# Shanghai's bizarre Oriental Land



## nuuumannn (Nov 12, 2017)

Oriental Land is an 'Oriental theme park' about an hour's drive outside of Shanghai on the shore of a massive lake, with the centre piece of the military displays being an artificial full scale aircraft carrier! It's a truly bizarre place, but the hardware is fascinating. If you find yourself in Shanghai and you have a day to spare, look out for it. At present there is no other way of getting there direct except by car, so I took a taxi, which was expensive, even for China, where travel by taxi is usually cheap for wealthy Western tourists. The way back was more conviluted, since I chose not to return by taxi owing to the cost, and took a bus to the nearest town, hoping for a bus into Shanghai, but couldn't find one, so, caught a taxi to Honqqiao airport and from there I caught a train back to the city. That all took around two and a half hours! The underground rail network is expanding to take in Oriental Land in future, so such a laborious means of getting there and back won't be necessary in future.

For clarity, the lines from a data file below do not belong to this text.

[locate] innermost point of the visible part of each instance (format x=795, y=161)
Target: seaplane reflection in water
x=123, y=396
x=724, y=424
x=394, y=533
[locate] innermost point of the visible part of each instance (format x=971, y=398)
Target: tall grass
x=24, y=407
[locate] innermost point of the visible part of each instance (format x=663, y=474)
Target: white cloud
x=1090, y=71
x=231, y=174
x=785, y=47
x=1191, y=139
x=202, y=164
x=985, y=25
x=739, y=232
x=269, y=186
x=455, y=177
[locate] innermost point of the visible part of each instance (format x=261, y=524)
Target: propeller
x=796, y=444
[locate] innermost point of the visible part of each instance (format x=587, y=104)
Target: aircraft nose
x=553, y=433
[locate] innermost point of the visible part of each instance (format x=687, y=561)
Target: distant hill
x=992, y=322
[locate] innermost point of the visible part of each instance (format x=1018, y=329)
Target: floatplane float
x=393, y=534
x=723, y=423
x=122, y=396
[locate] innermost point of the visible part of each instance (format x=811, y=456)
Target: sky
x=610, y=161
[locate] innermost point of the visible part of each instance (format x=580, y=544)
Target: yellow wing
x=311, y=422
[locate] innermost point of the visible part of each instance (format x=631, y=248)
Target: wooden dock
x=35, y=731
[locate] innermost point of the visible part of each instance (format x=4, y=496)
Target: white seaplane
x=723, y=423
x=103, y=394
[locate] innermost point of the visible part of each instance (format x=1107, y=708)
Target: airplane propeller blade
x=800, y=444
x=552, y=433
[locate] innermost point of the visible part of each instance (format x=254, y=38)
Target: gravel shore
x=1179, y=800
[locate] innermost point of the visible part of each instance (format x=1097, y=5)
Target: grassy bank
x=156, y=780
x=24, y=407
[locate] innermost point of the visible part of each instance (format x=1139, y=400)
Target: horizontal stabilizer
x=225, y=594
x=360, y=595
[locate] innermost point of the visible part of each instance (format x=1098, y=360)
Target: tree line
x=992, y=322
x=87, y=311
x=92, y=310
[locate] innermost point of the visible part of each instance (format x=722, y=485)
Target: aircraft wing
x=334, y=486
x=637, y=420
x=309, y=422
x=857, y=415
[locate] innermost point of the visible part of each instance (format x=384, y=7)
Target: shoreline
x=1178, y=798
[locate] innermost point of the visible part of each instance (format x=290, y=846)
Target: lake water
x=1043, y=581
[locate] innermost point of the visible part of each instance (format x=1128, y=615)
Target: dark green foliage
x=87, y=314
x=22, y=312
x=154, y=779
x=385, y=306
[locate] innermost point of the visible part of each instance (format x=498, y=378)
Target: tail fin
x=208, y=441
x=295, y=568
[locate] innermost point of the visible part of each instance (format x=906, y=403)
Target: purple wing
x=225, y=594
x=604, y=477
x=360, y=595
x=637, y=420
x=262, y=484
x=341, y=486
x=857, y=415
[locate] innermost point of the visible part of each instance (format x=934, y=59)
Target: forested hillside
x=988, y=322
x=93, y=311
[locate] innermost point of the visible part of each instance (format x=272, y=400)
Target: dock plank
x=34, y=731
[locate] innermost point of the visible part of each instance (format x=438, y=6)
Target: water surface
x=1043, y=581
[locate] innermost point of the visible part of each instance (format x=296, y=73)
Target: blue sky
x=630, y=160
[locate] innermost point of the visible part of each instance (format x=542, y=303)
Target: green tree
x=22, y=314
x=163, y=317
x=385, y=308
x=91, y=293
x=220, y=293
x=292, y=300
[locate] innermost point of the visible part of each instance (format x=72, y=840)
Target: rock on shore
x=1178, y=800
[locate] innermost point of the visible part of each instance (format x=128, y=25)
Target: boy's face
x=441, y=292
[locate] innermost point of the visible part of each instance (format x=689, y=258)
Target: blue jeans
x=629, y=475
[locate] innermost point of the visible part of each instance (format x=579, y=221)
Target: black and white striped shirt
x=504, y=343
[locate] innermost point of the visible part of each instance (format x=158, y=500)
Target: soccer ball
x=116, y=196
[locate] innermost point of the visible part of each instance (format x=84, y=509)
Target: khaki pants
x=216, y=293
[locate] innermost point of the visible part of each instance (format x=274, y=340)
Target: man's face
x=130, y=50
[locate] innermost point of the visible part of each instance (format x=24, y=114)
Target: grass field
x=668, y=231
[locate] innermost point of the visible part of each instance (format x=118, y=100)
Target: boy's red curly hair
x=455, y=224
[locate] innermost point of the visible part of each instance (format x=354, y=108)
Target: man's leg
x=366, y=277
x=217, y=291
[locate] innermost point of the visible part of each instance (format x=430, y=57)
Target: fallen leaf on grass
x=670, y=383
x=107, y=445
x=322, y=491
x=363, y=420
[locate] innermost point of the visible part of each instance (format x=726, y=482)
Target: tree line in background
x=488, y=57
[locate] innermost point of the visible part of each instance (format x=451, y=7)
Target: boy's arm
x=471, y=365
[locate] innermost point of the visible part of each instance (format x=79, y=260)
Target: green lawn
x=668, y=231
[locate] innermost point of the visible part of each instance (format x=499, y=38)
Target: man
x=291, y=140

Anyway, a few images and link below to more. Read the captions to the images for more information.

Chinese aircraft carrier






Xian H-6





Harbin H-5





Type 96 Main Battle Tank





Type 033 submarine 280





The carrier deck





Link to page: Oriental Land

Reactions: Like Like:
1 | Winner Winner:
2 | Informative Informative:
1 | Like List reactions


----------



## Airframes (Nov 12, 2017)

Interesting stuff, and good on you for taking the time to do the trip.


----------



## fubar57 (Nov 12, 2017)

Nice shots


----------



## Micdrow (Nov 12, 2017)

Very cool, great shots!!!


----------



## Gnomey (Nov 12, 2017)

Cool shots!


----------



## DerAdlerIstGelandet (Nov 12, 2017)

Great shots!


----------



## Wurger (Nov 13, 2017)




----------



## Wayne Little (Nov 14, 2017)

Yep, pretty Cool...


----------



## Graeme (Nov 22, 2017)

Thanks Grant!

So....the carrier is the world's biggest mock-up?


----------



## Jeff Hunt (Nov 23, 2017)

Very adventurous of you. Well played.

Jeff


----------